Sanctification Instantaneous and Entire.

HE Wesleyan doctrine of evangelical perfection is assailed at three special points — its entireness, its instantaneousness, and its certification. These are so related that they stand or fall together. The proof of any one of these points strongly supports the other two. The demonstration of two makes the third a necessary inference. While our theologians differ on minor points, there is a complete unanimity as to the possibility of instant and entire purification in this life, in answer to a faith fully developed and adequate. We present the following conspectus and consensus of all our standard theologians on two of these points:

Mr. Watson says: "The general promise that we shall receive 'all things whatsoever we ask in prayer believing,' comprehends, of course, 'all things' suited to our case which God has engaged to bestow, and, if the entire renewal of our nature be included in this number, without limitation of time except that in which we ask it, in faith, then to this faith shall the promises of entire sanctification be given, which, in the nature of the case, supposes an instantaneous work immediately following upon our entire and unwavering faith."

Dr. Raymond: "It is obvious that the work of complete sanctification is both progressive and instantaneous. The Spirit may take time in preparing a holy temple for a habitation of God, but he enters and takes full possession — fills the temple with his presence in a single instant of time. The work may be long in the doing, but there is an instant when it is done, completed, finished."

Dr. Summers, in his special treatise -on
Holiness, says that indwelling sin, "when it exists in the heart of the regenerate, is a hated and subdued principle which, by gradual mortification or by an instant and powerful exercise of faith, is entirely destroyed."

Dr. Pope: "There is no restraint of time with the Holy Ghost. The preparations for an entire consecration to God may be long continued or they may be hastened. Whenever the seal of perfection is set on the work, whether in death or in life, it must be a critical and instantaneous act."

Dr. Ralston: "Whenever we comply with the conditions prescribed in the Gospel — that is, whenever we exercise the requisite degree of faith, be it one day or ten years after our conversion —
that moment God will 'cleanse us from all unrighteousnes.'"
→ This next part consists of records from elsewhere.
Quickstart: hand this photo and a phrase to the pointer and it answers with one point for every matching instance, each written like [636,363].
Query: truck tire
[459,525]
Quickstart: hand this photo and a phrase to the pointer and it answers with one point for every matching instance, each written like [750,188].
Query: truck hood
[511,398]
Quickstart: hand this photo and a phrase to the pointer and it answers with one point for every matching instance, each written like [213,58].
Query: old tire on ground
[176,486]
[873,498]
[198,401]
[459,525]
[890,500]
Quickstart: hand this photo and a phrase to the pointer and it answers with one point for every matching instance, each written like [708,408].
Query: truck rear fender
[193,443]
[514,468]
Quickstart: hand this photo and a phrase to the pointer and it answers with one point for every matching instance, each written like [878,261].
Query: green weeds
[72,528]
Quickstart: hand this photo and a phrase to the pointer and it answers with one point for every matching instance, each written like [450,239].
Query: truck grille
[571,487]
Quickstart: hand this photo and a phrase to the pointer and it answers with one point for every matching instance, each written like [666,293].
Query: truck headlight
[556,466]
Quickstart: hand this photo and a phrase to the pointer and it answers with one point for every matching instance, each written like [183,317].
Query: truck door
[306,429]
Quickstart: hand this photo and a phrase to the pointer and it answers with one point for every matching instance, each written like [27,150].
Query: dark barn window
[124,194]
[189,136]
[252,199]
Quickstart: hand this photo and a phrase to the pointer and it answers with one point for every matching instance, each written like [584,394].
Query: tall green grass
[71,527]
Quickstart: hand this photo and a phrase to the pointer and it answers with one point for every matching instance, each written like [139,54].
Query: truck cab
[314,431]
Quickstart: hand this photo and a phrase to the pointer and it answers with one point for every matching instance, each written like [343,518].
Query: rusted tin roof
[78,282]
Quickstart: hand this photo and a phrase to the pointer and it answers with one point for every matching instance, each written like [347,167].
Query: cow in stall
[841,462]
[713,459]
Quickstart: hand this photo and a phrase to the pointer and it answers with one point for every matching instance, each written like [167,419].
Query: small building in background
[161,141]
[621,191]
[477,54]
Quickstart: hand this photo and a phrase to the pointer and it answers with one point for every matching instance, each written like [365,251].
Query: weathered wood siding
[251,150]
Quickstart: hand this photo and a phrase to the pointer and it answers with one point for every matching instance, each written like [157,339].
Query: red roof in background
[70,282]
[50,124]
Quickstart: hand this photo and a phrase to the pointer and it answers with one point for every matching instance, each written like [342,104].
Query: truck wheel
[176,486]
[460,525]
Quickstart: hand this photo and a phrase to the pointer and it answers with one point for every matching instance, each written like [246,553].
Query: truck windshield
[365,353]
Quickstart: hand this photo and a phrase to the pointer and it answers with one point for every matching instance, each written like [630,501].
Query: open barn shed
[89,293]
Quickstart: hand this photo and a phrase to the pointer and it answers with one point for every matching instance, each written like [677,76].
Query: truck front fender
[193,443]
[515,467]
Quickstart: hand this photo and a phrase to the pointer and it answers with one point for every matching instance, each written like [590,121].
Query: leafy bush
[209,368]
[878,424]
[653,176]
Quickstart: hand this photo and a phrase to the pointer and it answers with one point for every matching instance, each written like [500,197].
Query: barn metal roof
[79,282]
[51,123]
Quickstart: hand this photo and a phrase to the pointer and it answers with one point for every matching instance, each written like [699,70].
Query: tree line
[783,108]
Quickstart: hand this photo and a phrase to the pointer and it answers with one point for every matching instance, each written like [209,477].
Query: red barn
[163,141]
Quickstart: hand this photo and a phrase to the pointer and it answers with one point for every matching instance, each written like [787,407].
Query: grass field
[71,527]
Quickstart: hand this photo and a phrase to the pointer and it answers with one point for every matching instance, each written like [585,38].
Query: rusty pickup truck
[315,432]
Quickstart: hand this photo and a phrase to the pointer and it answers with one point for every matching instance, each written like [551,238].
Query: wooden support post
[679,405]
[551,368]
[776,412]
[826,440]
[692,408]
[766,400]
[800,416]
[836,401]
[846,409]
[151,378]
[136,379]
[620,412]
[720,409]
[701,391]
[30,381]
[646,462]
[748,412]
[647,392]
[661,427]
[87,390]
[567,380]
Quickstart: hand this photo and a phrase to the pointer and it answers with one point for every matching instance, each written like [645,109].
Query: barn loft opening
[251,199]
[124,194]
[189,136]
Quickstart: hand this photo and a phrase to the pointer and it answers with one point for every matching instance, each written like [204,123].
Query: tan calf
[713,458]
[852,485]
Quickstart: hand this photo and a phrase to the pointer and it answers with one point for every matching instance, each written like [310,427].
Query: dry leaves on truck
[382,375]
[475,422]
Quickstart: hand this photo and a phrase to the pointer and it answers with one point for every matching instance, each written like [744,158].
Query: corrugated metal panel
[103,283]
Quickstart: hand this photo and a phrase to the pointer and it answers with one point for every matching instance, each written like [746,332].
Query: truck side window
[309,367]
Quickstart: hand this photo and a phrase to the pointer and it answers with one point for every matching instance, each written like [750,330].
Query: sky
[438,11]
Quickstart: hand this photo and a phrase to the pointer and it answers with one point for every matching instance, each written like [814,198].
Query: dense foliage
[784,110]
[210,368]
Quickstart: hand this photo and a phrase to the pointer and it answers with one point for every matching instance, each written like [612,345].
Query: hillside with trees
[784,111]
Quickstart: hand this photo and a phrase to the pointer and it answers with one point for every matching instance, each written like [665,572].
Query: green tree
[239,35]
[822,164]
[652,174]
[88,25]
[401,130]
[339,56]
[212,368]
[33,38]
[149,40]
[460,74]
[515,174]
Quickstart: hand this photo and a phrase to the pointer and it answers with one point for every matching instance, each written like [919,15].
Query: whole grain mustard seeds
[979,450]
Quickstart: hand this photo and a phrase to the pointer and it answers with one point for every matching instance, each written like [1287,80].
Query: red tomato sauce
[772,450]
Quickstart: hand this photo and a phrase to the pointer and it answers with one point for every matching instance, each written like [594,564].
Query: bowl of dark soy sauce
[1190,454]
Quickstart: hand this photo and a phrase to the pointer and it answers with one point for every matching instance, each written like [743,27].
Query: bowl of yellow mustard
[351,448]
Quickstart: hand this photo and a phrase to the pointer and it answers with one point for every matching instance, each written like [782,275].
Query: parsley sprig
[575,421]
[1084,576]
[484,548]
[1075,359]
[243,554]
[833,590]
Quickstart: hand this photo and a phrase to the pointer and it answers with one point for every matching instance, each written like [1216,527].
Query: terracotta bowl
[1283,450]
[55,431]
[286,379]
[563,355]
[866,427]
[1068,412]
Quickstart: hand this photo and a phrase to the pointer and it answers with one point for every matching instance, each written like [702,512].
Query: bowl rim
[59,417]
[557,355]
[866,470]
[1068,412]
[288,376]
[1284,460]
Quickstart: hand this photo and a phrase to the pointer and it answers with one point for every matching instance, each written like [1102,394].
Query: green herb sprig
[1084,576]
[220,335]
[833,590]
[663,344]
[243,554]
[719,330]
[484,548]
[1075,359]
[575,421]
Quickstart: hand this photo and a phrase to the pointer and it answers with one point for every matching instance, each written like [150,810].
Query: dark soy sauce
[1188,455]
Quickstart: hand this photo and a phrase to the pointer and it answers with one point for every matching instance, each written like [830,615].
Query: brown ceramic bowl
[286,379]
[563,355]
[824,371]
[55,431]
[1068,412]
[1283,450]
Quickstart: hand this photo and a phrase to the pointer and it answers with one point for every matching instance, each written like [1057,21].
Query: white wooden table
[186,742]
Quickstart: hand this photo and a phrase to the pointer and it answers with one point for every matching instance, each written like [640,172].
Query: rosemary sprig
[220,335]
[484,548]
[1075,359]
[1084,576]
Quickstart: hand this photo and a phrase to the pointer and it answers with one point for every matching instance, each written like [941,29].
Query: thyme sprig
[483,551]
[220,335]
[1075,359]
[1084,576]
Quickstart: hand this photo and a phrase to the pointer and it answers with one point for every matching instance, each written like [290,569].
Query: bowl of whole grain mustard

Dr. Miley: "Through the divine agency the soul may be as quickly cleansed as the leper, as quickly purified in whole as in part. We admit an instant partial sanctification in regeneration, and therefore may admit the possibility of an instant entire sanctification. Such a view of sanctification does not mean that there need be no preparation for its attainment. The necessity of such a preparation is uniformly held, even by such as hold strongly the second blessing view. . . . Let it be recalled that the question here is not the maturity of the Christian life, but the purification of the nature. For the attainment of the former there must be growth, and growth requires time. But while the subjective purification may be progressively wrought,
it is not subject to the law of growth; it is so thoroughly and solely the work of God that it may be quickly wrought."